Wu Huiqin (吴慧琴; born 1936) is a Chinese politician who served as deputy party secretary of the Shanxi Provincial Committee of the Chinese People's Political Consultative Conference and previously as head of the United Front Work Department of the Shanxi Provincial Committee of the Chinese Communist Party.

== Biography ==
Wu Huiqin was born in 1936 in Xibanqiao Village, Fengnan, Tangshan, Hebei Province. She joined the People's Liberation Army in 1951 and became a member of the Chinese Communist Party in 1962. She studied at Tangshan No. 1 High School and later at Taiyuan Institute of Technology. In 1960, she began working at the institute and subsequently received further training at the Shanxi Provincial Party School. She later worked at Taiyuan Iron and Steel Group, where she served as deputy section chief, section chief, member of the Party standing committee, head of publicity, and eventually Party secretary of the enterprise.

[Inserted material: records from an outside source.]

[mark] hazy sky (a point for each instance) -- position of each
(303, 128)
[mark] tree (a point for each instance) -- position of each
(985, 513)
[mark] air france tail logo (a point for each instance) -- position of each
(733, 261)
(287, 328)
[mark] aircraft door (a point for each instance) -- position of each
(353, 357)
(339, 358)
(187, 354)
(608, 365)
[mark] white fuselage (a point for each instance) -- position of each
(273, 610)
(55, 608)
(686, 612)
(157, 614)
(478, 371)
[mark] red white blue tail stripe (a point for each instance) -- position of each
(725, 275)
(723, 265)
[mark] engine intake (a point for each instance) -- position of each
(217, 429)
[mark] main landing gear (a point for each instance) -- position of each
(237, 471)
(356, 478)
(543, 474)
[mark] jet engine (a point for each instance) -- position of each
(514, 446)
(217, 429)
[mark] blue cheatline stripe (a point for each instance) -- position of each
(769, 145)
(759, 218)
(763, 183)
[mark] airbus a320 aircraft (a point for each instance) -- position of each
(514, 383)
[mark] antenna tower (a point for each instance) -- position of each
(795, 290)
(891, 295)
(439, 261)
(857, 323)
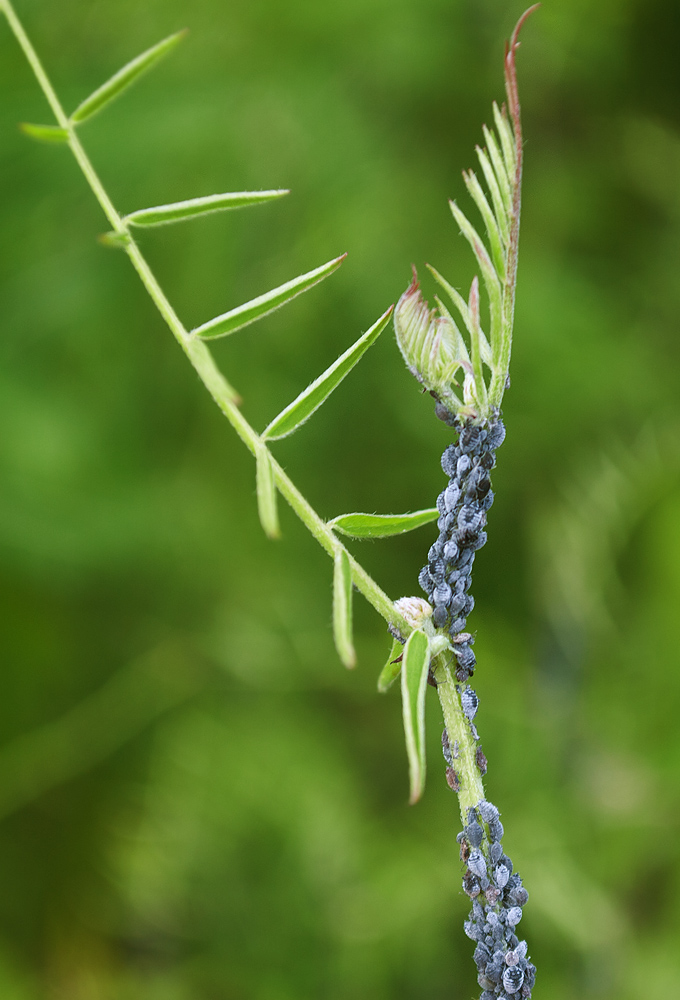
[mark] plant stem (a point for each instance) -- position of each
(196, 350)
(457, 726)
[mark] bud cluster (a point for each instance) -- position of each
(505, 971)
(463, 507)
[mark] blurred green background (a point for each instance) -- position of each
(196, 800)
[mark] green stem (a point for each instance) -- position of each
(196, 350)
(457, 726)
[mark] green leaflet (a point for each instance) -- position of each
(391, 670)
(342, 609)
(414, 670)
(382, 525)
(237, 318)
(315, 394)
(45, 133)
(117, 241)
(162, 214)
(124, 77)
(266, 493)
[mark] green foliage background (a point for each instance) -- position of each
(197, 800)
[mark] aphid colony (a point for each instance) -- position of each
(498, 897)
(463, 507)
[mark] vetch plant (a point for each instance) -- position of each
(464, 366)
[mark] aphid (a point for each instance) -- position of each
(469, 519)
(444, 414)
(481, 951)
(458, 602)
(470, 703)
(479, 541)
(425, 580)
(474, 833)
(469, 604)
(452, 779)
(492, 896)
(513, 977)
(449, 460)
(439, 616)
(463, 465)
(487, 810)
(477, 864)
(465, 656)
(488, 500)
(451, 496)
(470, 885)
(496, 435)
(520, 896)
(471, 930)
(496, 829)
(501, 875)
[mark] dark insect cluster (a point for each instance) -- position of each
(498, 896)
(463, 507)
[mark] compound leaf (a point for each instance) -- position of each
(251, 311)
(342, 609)
(301, 409)
(266, 493)
(45, 133)
(382, 525)
(414, 671)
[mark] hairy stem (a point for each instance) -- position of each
(196, 350)
(457, 726)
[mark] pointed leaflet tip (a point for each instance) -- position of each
(45, 133)
(381, 525)
(301, 409)
(114, 240)
(511, 70)
(414, 670)
(125, 77)
(342, 608)
(178, 211)
(266, 493)
(392, 668)
(251, 311)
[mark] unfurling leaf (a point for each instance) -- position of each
(392, 668)
(161, 215)
(381, 525)
(45, 133)
(415, 666)
(124, 77)
(237, 318)
(266, 493)
(342, 609)
(315, 394)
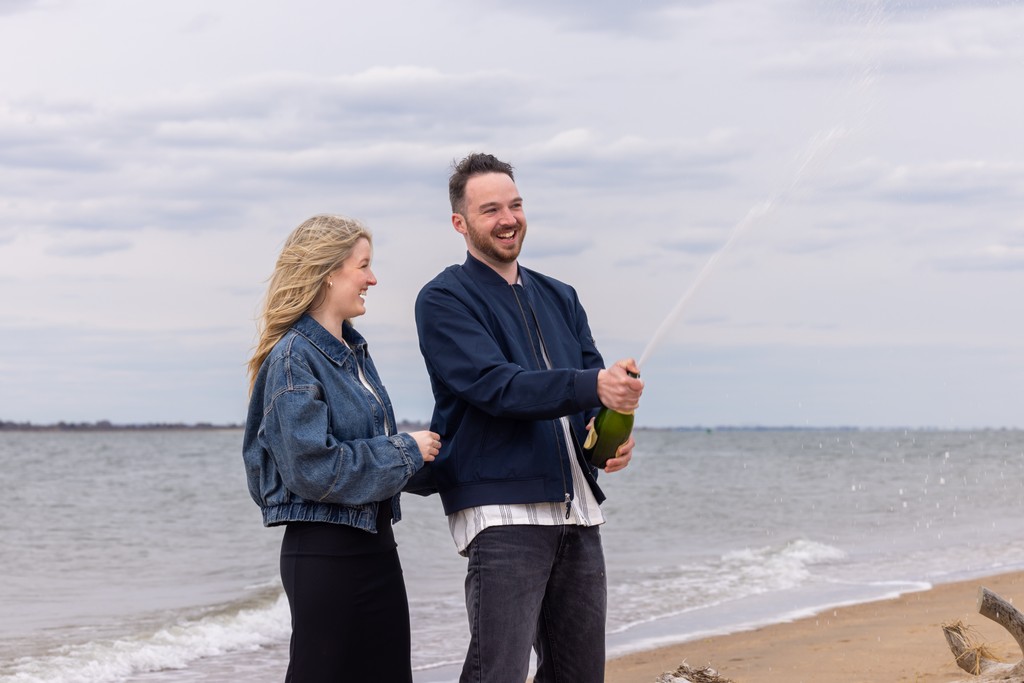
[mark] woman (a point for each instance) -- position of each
(323, 458)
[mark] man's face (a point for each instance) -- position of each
(493, 221)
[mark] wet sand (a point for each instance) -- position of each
(890, 641)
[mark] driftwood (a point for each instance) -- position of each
(976, 658)
(686, 674)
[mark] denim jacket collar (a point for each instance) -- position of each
(328, 343)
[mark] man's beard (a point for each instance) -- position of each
(483, 244)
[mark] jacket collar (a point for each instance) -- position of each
(328, 343)
(484, 274)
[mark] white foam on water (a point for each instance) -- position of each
(172, 647)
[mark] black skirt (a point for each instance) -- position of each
(347, 597)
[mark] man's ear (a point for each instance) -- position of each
(459, 223)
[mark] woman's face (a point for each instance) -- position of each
(350, 282)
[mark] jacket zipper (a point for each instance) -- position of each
(544, 366)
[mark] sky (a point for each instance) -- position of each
(797, 212)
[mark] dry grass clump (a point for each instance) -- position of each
(964, 642)
(686, 674)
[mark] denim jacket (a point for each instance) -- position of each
(315, 445)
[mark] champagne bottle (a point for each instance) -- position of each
(610, 431)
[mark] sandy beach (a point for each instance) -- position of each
(889, 641)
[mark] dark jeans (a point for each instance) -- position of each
(540, 586)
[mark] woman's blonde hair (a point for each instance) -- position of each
(312, 251)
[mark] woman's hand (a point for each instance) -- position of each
(429, 442)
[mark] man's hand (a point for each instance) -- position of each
(623, 457)
(616, 389)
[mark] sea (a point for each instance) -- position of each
(138, 556)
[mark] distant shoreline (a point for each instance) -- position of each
(105, 425)
(412, 425)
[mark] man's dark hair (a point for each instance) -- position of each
(474, 164)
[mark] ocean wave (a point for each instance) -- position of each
(652, 593)
(243, 627)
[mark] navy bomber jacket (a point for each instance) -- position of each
(497, 404)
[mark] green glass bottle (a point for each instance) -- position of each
(610, 431)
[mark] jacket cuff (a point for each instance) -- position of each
(586, 388)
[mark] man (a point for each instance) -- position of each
(516, 376)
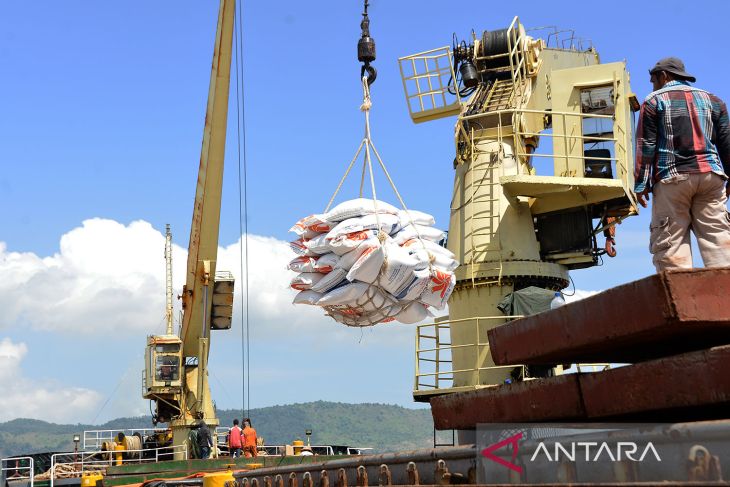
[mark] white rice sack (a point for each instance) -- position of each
(368, 265)
(348, 260)
(318, 245)
(339, 272)
(426, 233)
(306, 280)
(307, 297)
(413, 289)
(330, 280)
(440, 287)
(345, 243)
(326, 263)
(413, 313)
(357, 207)
(433, 247)
(398, 270)
(303, 263)
(415, 216)
(374, 300)
(306, 263)
(310, 226)
(436, 260)
(298, 247)
(388, 224)
(343, 294)
(354, 317)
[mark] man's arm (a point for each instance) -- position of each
(646, 142)
(722, 135)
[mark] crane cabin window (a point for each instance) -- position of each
(167, 348)
(167, 368)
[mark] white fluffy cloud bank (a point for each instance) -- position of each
(24, 398)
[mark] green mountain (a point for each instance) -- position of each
(381, 426)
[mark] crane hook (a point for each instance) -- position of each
(366, 47)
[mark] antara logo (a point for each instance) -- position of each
(593, 451)
(512, 440)
(628, 448)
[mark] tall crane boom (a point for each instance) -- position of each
(176, 376)
(203, 247)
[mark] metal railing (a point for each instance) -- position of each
(517, 133)
(426, 77)
(17, 469)
(93, 439)
(439, 354)
(74, 464)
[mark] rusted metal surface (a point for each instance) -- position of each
(419, 467)
(535, 400)
(658, 316)
(663, 389)
(685, 387)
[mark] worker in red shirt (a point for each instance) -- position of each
(235, 436)
(249, 439)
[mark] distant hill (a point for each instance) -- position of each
(381, 426)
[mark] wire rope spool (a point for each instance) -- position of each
(495, 45)
(107, 447)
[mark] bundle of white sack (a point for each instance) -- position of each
(366, 262)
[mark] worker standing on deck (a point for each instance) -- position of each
(235, 444)
(249, 439)
(683, 158)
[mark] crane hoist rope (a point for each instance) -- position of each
(242, 210)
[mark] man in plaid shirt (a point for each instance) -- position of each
(683, 158)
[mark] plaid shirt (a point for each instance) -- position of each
(681, 129)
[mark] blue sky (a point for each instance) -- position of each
(103, 106)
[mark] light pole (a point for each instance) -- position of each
(77, 438)
(308, 432)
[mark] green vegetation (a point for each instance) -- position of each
(381, 426)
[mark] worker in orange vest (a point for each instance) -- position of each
(249, 439)
(234, 440)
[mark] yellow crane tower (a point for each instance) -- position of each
(176, 374)
(544, 148)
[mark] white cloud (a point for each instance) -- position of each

Wu subsequently entered municipal leadership, serving as deputy secretary and executive deputy secretary of the Taiyuan Municipal Committee of the Chinese Communist Party, concurrently holding the position of head of the Organization Department. In 1993, she was appointed head of the United Front Work Department of the Shanxi Provincial Committee of the Chinese Communist Party, while also serving as Party secretary of the Shanxi Institute of Socialism. She later became vice chairwoman and Party group member of the Shanxi Provincial Committee of the Chinese People's Political Consultative Conference, and in 2001 was promoted to deputy Party secretary of the committee.

Wu was a delegate to the 13th National Congress of the Chinese Communist Party and a member of the 9th National Committee of the Chinese People's Political Consultative Conference. She also served as a member of the 5th and 6th Shanxi Provincial Committees of the Chinese Communist Party.